Wednesday, March 30, 2011

Prince Laurent has done it again!!

The British Royal family has Prince Andrew.  In Belgium,  Prince Laurent is the bad boy.    When it comes down to picking which one is worse, I would vote for Laurent.   The Duke of York is the UK's Special Representative for International Trade and Investment.  He does not receive a salary for this position.    He receives £249,000, provided by the Queen, as an allowance.  This allowance is not for the Duke's personal use.  He cannot use these funds to pay for his daughters' university fees  or buy a new car.  Two thirds of the Civil List appanages are used to pay for staff salaries and correspondence, and the business of carrying out official duties. 

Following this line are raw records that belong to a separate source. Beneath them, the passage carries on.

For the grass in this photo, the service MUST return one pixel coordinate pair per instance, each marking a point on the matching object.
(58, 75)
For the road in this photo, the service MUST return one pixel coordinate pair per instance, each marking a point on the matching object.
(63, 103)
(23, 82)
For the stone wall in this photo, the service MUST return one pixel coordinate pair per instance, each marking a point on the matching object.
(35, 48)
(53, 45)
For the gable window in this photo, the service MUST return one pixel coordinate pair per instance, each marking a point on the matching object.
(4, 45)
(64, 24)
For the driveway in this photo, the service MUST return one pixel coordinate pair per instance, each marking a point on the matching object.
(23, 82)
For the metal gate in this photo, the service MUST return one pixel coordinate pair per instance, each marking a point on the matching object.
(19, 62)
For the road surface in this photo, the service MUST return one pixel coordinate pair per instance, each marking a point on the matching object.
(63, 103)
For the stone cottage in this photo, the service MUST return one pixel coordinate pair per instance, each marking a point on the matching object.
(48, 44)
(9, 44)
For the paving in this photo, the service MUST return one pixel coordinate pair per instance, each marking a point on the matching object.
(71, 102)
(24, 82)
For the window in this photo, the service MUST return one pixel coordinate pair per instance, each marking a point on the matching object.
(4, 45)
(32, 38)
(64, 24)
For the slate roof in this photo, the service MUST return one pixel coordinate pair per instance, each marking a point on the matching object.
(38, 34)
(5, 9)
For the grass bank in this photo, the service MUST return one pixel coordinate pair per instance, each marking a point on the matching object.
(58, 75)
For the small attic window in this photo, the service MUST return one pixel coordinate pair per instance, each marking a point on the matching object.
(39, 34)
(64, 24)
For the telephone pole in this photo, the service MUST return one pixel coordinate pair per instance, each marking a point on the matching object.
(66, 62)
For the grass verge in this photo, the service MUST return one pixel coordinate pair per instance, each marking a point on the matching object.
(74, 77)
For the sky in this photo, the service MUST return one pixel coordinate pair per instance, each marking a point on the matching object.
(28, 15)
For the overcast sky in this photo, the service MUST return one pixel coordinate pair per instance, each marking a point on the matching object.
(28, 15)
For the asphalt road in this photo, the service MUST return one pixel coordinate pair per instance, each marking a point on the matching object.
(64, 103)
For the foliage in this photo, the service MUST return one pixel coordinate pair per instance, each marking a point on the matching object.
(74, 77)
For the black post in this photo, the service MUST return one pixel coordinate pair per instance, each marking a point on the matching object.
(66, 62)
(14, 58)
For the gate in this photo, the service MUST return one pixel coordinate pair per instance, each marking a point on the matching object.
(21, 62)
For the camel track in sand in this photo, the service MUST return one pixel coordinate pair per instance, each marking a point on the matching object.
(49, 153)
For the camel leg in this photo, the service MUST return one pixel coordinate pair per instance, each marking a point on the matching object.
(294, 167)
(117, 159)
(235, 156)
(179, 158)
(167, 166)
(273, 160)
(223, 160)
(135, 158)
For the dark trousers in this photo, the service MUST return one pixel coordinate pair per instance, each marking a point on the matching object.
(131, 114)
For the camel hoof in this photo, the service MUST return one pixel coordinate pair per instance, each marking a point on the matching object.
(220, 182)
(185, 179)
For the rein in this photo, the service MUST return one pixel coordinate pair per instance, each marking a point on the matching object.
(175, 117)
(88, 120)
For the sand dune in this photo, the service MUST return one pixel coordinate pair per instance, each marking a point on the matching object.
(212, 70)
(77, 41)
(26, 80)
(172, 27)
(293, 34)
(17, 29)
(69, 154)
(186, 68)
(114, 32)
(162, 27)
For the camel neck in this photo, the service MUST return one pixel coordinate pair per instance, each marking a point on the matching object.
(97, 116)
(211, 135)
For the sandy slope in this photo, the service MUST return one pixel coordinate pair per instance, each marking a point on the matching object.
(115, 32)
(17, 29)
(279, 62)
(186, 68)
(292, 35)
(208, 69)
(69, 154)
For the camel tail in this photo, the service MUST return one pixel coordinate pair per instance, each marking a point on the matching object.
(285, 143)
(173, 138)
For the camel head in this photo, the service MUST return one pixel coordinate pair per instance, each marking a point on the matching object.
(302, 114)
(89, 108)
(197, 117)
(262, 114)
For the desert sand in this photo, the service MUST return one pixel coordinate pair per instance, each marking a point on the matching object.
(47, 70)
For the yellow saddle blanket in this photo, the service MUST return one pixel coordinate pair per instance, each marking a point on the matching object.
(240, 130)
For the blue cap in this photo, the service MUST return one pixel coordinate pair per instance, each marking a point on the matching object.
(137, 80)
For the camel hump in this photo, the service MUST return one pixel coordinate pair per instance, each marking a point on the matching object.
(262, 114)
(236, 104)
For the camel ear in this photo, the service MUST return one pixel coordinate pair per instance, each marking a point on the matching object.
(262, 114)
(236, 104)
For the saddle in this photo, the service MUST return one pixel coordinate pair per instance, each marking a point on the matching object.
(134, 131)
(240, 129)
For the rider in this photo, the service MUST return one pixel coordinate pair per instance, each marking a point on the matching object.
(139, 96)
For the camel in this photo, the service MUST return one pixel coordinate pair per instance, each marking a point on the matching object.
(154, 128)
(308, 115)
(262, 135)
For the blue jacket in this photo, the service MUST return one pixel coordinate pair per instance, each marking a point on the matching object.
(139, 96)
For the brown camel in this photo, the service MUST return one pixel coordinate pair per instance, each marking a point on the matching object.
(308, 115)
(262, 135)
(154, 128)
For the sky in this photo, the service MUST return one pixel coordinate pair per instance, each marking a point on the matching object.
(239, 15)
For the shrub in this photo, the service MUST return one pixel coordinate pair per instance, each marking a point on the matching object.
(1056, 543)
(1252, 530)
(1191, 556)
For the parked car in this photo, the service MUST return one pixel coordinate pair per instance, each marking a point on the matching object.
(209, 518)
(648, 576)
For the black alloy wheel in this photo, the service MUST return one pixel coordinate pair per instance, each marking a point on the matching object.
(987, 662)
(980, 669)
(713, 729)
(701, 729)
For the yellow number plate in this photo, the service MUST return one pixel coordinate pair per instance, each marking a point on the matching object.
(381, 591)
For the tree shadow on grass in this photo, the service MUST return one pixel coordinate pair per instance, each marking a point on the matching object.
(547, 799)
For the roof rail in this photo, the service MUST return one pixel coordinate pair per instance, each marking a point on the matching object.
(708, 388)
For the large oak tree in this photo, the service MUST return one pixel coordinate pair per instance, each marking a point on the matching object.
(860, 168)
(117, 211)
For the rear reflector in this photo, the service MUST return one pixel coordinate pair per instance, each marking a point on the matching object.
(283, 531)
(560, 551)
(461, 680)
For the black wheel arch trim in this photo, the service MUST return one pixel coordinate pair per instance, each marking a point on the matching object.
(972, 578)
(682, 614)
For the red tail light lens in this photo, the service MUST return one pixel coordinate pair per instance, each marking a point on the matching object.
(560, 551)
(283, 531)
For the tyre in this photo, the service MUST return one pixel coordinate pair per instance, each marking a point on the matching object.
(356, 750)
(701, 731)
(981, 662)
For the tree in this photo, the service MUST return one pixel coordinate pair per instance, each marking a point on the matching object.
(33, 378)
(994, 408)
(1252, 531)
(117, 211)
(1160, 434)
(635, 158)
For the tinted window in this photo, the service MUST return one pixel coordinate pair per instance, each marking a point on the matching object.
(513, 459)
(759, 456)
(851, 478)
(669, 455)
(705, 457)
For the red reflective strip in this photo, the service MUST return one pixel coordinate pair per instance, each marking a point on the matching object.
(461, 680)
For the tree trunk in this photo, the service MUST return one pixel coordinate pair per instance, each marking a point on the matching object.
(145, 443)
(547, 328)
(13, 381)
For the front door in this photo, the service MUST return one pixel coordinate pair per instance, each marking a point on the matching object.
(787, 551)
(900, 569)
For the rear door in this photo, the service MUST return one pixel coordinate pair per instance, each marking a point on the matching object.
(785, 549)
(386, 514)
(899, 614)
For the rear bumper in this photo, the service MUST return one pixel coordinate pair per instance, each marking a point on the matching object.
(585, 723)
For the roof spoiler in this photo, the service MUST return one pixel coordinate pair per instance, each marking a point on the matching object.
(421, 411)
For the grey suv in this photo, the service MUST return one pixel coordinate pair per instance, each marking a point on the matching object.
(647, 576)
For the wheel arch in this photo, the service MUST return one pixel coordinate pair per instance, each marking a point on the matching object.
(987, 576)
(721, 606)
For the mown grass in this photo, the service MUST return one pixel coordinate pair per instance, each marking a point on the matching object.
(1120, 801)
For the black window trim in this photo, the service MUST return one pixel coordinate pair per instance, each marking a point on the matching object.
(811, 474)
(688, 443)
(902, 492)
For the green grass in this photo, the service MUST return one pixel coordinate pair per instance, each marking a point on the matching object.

Prince Laurent receives a tax-free annual allowance of approximately $439,000.  I do not know if this is a salary, or if the money is used to pay salaries of staff and other expenses restricted to official duties.

Laurent, the youngest of three children of King Albert II and Queen Paola,  is back on the front pages of Belgium's newspaper because he recently traveled to the Congo "against the written advice" of the Belgian government.  His recent trip has, according to the Associated Press, "reinvigorated a debate in Parliament about cutting royal stipends."

Belgium and the Congo have had a long and difficult relationship, and for a Belgium official, whether it be an elected official or a member of the Royal Family, a trip there is a "test of diplomacy."   The Congo was formerly the Belgian Congo, a colony of the small European country, and, at one time, the personal fiefdom of King Leopold II.  Much of the Belgian Royal Family's wealth came from the exploitation of the Congo and the rape and degradation of its people. 

Belgian Prime Minister Yves Leterme said yesterday that he "regretted"  Prince Laurent's decision to visit the Congo because it can "be seen as carrying a political message."   Foreign Minister Steven Vanackere said that Prince Laurent, as a member of the royal family, "does not enjoy the freedom of unfettered travel."

Although the government had requested that Prince Laurent postpone his trip,  he did not heed their advice.  "This move was not coordinated in advance with the government or with the Palace.  Despite the government's request to postpone the Palace and the trip to ensure necessary preparation, the prince decided not to delay his departure," the government said in an official statement.

Prince Laurent responded to the government statement on Wednesday.  "This trip was a private study tour, and the purpose was purely scientific and not political." 

In mid-march, Prince Laurent, 47, traveled to Kinshasa on behalf of the Prince Laurent Foundation, which raises money for the welfare of domestic and wild animals.